Is Your Active Manager Beating the Benchmark Index?

Many tools exist today for investors to screen databases for the best performing managers in any given asset class. But if you inadvertently exclude exchange-traded funds (ETFs) or index-based strategies, believing that they only provide the “market return,” you may be settling for sub-par active managers.

Take U.S. mid-caps, for example. That asset class has come back in vogue this year, in part because of a first-half sell-off in some of the major small-cap indexes. If you are conducting a search for best-in-class mid-cap managers, know that a large majority of active managers have not beaten the major mid-cap indexes in their peer group over the past five years.1

When we tap the Morningstar database to compare the performance of the WisdomTree MidCap Earnings Index to the universe of open-end fund peers in the U.S. mid-cap category, we find that over the last five years the WisdomTree Index beat 99% of all the open-end mid-cap funds competing for U.S. allocations.

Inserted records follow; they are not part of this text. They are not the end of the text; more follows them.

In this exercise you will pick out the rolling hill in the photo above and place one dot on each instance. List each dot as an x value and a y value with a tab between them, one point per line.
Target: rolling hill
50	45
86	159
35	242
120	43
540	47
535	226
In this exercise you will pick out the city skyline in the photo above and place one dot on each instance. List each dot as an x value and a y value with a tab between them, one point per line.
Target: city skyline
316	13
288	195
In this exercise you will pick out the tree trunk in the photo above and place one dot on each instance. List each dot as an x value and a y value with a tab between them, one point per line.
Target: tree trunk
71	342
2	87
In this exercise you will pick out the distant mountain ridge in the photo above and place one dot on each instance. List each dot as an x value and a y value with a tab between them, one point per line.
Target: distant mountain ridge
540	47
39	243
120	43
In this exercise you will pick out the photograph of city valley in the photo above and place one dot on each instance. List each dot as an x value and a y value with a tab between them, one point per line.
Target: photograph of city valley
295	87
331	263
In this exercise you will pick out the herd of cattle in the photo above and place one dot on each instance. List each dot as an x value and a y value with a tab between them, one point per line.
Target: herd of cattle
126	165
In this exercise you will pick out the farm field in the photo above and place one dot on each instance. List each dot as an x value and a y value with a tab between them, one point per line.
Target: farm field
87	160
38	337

Interestingly, the cap-weighted S&P MidCap 400 Index beat 72% of the actively managed funds over this period—calling into question the premise that the market return merely makes you “average.”

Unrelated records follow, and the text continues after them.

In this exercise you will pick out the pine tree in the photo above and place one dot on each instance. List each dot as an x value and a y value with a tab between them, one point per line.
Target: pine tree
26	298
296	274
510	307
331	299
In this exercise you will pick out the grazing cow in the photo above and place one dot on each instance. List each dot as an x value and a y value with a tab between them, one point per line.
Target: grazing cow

For definitions of indexes in the chart, please visit our glossary.

Like the WisdomTree SmallCap Earnings Index does for its category, the WisdomTree MidCap Earnings Index includes essentially all the profitable publicly traded mid-cap companies in America and weights them annually based on the aggregate earnings each company has generated over the prior year. By including more than 600 stocks with an aggregate market capitalization of more than $2.2 trillion, the WisdomTree MidCap Earnings Index is actually a broader and more representative barometer of the U.S. mid-cap asset class than the S&P MidCap 400 Index, whose 400 components have a combined market cap of just $1.65 trillion.2 Because WisdomTree’s fundamentally weighted approach to the U.S. mid-cap market is both representative of the mid-cap asset class and blessed with ample investment capacity, it could serve as the cornerstone for investors seeking core “smart beta” exposure for U.S. mid-caps stocks.

Similarly, if you screen for small-cap managers and fail to include ETFs or index-based strategies, you may be unaware of the WisdomTree SmallCap Earnings Index, which beat 97% of its peer group over the past five years, according to Morningstar.